Currently I'm using VGG16 + Keras + Theano thought the Transfer Learning methodology to recognize plants classes. It works just fine and gives me a good accuracy. But the next problem I'm trying to solve - is to find a way of identifying if an input image contains plant at all. I don't want to have another one classifier that will do it, because it's not really efficiently.
So I did some search and have found that we can get activations from the latest model layer (before activation layer) and analyze it.
from keras import backend as K
model = util.load_model() # VGG16 model
model.load_weights(path_to_weights)
def get_activations(m, layer, X_batch):
x = [m.layers[0].input, K.learning_phase()]

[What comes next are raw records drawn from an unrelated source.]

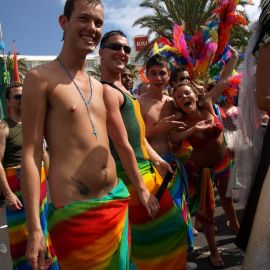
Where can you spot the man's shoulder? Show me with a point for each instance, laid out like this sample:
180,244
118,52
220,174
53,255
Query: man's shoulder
43,71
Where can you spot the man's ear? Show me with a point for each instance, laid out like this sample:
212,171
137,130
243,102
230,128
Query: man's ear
63,22
100,52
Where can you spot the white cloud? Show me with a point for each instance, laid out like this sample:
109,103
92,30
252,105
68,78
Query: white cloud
122,16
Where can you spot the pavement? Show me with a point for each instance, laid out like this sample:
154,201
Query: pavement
230,254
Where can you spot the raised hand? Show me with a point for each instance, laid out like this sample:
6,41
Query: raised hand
171,122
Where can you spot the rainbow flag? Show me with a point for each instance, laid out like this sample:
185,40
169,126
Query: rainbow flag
16,222
159,243
92,234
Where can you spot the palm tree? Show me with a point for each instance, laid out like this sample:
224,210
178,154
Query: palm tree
21,65
95,72
192,14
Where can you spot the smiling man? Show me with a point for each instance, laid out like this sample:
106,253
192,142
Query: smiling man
88,221
156,229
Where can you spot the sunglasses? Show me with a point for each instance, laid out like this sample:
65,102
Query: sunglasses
184,78
117,47
17,97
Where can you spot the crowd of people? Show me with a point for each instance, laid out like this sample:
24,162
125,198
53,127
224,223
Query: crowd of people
108,151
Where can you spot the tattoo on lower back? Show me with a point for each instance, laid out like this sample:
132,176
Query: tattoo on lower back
83,189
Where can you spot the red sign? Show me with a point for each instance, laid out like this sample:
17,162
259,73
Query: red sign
140,42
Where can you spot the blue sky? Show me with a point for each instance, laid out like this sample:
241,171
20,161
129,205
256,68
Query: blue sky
34,23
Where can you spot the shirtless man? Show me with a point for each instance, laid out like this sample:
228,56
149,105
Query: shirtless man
130,147
158,110
127,79
64,105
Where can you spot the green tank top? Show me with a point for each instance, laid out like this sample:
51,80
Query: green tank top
13,150
132,118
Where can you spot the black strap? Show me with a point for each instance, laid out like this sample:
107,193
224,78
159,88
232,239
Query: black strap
112,85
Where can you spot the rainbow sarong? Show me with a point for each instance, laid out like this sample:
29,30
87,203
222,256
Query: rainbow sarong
222,169
159,243
16,222
201,192
92,234
178,189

y = [m.get_layer(layer).output]
get_activations = K.function(x, y)
activations = get_activations([X_batch, 0])
# trying to get some features from activations
# to understand how can we identify if an image is relevant
for l in activations[0]:
not_nulls = [x for x in l if x > 0]
# shows percentage of activated neurons
c1 = float(len(not_nulls)) / len(l)
n_activated = len(not_nulls)
print 'c1:{}, n_activated:{}'.format(c1, n_activated)
return activations
get_activations(model, 'the_latest_layer_name', inputs)
From the above code I've noticed that when we have very irrelevant image, the number of activated neurons is bigger than for images that contain plants:
- For images that was using for model training, number of activated neurons 19%-23%
- For images that contain unknown plants species 20%-26%
- For irrelevant images 24%-28%
It's not really a good feature to understand if an image relevant as percentage values are intersect.
So, is there a good way to resolve this issue?